Since the camp opened, 16 people have been moved from there into permanent housing, said Crystal Sanchez of the Sacramento Homeless Union said during a Thursday news conference.

The city in 2022 signed a variance with the Central Valley Regional Water Board that allowed people to camp in trailers on the site, but prohibited them to camp in tents, due to vapor contamination. The type of contamination that’s present is not harmful to people in vehicles because they’re raised off the ground, the water board said at the time. Some people lived in tents anyway, prompting District Attorney Thien Ho to threaten to sue the city, as he has in the past.

The state variance is expiring, and the city did not ask for an extension.

Nobody is living in tents at the site anymore, said Joyce Williams, one of the camp’s leaders, on Thursday.

Most of the residents are over 45 and all of them have at least one chronic medical illness, Sanchez said.
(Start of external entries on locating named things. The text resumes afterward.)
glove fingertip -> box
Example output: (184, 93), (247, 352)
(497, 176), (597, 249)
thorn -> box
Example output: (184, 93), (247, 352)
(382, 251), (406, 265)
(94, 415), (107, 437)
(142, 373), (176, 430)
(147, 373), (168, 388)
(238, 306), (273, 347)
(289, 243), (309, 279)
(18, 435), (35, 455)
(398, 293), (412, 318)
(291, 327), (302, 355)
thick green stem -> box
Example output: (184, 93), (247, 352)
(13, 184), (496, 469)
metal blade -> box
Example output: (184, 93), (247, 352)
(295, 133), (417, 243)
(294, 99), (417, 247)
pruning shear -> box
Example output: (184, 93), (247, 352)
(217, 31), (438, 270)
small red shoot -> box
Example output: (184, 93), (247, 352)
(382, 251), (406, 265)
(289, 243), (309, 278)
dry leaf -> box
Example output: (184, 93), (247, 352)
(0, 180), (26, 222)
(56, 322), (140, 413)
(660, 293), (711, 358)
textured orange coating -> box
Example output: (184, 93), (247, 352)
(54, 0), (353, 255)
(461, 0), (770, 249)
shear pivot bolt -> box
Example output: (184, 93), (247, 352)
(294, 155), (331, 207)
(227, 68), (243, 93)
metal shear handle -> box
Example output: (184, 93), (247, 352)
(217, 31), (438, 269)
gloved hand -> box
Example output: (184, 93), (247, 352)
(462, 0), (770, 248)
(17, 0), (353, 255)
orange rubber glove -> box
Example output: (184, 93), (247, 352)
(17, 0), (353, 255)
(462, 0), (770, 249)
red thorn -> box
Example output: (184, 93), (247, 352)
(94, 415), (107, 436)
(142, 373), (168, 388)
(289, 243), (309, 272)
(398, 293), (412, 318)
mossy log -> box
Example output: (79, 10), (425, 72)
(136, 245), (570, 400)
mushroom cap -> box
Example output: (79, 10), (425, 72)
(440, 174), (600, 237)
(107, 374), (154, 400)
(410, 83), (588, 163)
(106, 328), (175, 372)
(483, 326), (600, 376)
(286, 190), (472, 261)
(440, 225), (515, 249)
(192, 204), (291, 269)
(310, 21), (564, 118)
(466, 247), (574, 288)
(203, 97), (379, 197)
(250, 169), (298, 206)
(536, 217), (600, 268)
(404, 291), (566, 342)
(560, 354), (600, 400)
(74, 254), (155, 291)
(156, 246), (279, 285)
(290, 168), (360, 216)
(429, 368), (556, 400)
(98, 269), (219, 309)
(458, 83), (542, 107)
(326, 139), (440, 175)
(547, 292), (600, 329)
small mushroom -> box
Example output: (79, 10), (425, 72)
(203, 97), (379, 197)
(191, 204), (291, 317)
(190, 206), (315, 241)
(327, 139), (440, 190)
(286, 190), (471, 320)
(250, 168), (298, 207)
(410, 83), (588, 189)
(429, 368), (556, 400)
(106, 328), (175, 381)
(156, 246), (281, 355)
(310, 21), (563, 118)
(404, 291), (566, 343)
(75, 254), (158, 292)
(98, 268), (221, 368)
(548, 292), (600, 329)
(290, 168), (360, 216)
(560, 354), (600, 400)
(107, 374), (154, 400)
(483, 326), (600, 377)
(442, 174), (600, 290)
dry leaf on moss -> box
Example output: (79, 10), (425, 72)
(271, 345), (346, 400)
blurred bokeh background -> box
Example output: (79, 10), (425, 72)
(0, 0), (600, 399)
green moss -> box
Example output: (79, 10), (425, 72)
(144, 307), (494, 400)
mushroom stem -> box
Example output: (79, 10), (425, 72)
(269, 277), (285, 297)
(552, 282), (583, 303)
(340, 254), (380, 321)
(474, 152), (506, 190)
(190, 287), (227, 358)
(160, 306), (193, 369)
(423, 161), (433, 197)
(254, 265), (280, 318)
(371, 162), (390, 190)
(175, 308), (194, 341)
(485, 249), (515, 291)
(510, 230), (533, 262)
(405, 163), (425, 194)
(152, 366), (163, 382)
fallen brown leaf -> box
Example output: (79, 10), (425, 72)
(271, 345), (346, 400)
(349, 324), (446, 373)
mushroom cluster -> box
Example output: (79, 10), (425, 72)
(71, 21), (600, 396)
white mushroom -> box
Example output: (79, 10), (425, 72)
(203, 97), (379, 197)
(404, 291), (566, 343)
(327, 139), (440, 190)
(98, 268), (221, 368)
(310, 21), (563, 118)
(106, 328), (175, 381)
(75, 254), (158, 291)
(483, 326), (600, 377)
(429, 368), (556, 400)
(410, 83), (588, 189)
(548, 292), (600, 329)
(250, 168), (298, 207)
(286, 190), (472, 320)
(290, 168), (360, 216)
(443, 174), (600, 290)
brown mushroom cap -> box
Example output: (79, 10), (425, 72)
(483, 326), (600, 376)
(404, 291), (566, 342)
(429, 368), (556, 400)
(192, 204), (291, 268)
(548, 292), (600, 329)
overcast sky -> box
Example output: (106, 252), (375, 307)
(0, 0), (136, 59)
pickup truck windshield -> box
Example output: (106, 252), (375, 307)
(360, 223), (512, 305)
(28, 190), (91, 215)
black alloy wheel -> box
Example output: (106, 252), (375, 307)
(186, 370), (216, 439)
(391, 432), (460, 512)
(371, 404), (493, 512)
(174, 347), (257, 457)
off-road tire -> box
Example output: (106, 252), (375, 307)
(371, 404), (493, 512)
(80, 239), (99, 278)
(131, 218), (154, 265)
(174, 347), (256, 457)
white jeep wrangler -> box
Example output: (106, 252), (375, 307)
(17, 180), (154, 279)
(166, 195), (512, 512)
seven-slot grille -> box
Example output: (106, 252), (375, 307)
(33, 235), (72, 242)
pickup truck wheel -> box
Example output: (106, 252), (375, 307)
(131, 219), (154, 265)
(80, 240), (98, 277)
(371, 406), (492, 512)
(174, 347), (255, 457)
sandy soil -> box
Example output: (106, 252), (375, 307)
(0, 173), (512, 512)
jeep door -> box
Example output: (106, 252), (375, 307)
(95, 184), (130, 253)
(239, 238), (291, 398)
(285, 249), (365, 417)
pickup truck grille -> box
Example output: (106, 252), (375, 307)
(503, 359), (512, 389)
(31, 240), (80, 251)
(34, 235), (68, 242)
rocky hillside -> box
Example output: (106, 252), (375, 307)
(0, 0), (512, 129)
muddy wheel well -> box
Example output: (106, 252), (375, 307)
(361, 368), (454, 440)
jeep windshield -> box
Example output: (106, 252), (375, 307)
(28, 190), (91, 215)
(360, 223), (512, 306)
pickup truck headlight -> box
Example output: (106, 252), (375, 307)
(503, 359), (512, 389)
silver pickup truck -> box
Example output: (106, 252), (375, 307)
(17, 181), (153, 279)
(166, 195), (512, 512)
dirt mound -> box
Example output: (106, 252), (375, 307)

All but four have a documented disability.

“Camp Resolution gives us the safety and the security we need to get on our feet again. Its given us time to heal from the trauma of being out on the streets so long,” said Sharon Jones, one of the camp’s leaders.

The city be trying to avoid a similar scene to the infamous sweep in 2019 when dozens of Sheriff’s deputies went to clear a camp on Stockton Boulevard public land. They were met by a line of homeless residents and activists blocking access. The camp was ultimately cleared and is planned for housing but still sits empty, now with a locked gate.